O AO90 nasceu torto e não se pode endireitar. Nem quem é acordita ferrenho percebe estas contradições.
Folgo em saber que o return considera o AO imprestável.
Oh return, que confusão mental 🙂 Não admira que o texto lhe pareça mal escrito.
O AO é o esplendor da incompetência, da ignorância e da mediocridade.
Obrigado, António F. Nabais, por mais texto extremamente acutilante.
Bem me parecia que não podemos confiar no Vocabulário Ortográfico Português (VOP). A incompetência manifestada no AO tinha de estar presente também no VOP.
Ora vamos lá ver – se o acordo tivesse eficácia jurídica, isto é, se estivesse em vigor, seria uma norma legal, tal como qualquer outra, obedecendo aos princípios da interpretação das normas jurídicas. A grafia a observar seria a que decorre do texto do acordo: assim, a seguir o que lá está , “reescrever”, “reelegar”, etc deveria começar a escrever-se re-escrever, re-eleger, etc. conforme a Alínea b) do parágrafo 1 da Base XVI sobre o hífen e prefixos, que estipula que se deve usar o hífen. “Nas formações com prefixos “como, por exemplo: […] b) Nas formações em que o prefixo ou pseudoprefixo termina na mesma vogal com que se inicia o segundo elemento”
É o que lá está.
E não se diga que o “re” não consta do corpo do parágrafo 1: essa enumeração é meramente exemplificativa.
Talvez não se tenham sabido exprimir bem, mas a lei manda presumir exactamente o contrário: “Na fixação do sentido e alcance da lei, o intérprete presumirá que o legislador […] soube exprimir o seu pensamento em termos adequados.”
Felizmente, que o acordo não tem qualquer força legal por lhe faltar a ratificação que exige no seu texto original – que não pode ser modificado senão por unanimidade.
Na RTP1 os comentadores comentam o disparate “marcelo é o melhor aliado de antónio costa”.
A extrema direita, de que a RTP1 é porta voz, ainda não compreendeu que o presidente de direita não tem a mínima razão nem obrigação para demitir o governo de esquerda que, ainda por cima, governa muito melhor do que o incompetente e desonesto governo do PSD/CDS.

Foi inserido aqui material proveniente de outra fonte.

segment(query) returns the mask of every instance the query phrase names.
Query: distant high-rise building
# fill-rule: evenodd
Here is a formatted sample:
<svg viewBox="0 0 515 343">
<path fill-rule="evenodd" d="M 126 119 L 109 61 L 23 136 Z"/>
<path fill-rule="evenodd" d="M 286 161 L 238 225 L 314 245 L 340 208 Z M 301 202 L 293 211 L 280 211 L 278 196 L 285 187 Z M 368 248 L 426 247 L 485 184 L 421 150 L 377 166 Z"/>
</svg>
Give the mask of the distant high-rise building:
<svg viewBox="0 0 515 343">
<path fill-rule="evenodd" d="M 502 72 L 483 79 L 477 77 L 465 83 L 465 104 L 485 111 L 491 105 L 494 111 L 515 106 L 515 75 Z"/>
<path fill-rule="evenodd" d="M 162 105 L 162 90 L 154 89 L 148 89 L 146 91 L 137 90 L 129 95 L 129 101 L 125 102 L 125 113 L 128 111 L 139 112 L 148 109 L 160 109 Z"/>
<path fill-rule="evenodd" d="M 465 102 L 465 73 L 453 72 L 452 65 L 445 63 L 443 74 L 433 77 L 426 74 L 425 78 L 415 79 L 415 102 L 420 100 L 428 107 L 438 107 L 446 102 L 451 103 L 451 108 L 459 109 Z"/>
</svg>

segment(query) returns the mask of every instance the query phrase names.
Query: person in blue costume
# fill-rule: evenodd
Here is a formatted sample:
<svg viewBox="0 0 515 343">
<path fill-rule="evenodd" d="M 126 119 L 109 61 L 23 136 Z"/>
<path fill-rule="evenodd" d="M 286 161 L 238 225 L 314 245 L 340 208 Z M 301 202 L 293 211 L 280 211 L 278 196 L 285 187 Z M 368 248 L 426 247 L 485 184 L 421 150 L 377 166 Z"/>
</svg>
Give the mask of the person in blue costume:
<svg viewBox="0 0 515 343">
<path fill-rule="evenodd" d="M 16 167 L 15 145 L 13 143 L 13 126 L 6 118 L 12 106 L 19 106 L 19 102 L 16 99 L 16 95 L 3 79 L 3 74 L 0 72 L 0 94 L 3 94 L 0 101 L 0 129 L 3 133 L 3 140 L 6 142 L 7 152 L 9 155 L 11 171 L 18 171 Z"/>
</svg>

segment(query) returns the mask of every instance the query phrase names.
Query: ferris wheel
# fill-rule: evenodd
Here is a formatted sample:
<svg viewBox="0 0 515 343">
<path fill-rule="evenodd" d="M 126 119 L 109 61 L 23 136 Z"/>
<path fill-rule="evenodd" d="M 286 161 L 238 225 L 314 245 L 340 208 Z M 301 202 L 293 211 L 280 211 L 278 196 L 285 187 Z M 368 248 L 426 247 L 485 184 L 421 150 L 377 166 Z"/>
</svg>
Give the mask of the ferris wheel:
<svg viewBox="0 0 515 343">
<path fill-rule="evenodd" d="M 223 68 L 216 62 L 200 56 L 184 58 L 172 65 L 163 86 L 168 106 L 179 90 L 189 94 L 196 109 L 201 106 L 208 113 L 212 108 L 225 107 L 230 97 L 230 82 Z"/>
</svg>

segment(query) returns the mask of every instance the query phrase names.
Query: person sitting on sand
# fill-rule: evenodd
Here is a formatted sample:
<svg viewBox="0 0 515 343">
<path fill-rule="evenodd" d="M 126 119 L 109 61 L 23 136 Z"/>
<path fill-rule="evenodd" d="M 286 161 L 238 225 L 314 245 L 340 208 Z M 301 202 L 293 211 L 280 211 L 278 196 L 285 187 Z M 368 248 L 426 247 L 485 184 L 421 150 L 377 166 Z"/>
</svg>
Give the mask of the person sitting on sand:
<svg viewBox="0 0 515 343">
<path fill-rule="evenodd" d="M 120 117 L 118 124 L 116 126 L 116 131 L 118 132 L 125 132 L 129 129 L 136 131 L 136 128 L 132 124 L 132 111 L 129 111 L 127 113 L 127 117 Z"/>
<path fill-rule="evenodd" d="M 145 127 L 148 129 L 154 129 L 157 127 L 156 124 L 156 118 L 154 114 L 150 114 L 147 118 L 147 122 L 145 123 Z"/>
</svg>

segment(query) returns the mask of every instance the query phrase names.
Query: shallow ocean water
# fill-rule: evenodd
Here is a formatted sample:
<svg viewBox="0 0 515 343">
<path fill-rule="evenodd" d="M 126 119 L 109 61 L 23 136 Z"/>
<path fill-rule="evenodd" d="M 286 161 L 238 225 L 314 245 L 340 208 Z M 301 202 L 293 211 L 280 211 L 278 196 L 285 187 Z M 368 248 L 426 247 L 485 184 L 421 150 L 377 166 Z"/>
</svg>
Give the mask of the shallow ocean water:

Não entendem que o presidente não oiça as queixas e argumentos da extrema direita, mentiras e falácias que eles produzem para a sua comunicação social, que as ecoa até à exaustão.
Não lhes entra na cabeça que este presidente de direita, que eles elegeram, não demita o governo de esquerda, e lhes restitua o tacho do poder, que só a eles pertence.
E se organizássemos uma manifestação para mostrarmos aos políticos quem somos e o que queremos? Não chega já desta palhaçada do acordo (ab)ortográfico? Os exemplos de confusão são em catadupa.
Uma pessoa que não percebe nada do AO a escrever sobre o AO. Sol na eira e chuva no nabais.
Ó return, fiquei esmagado pela sua capacidade de argumentação! É obra!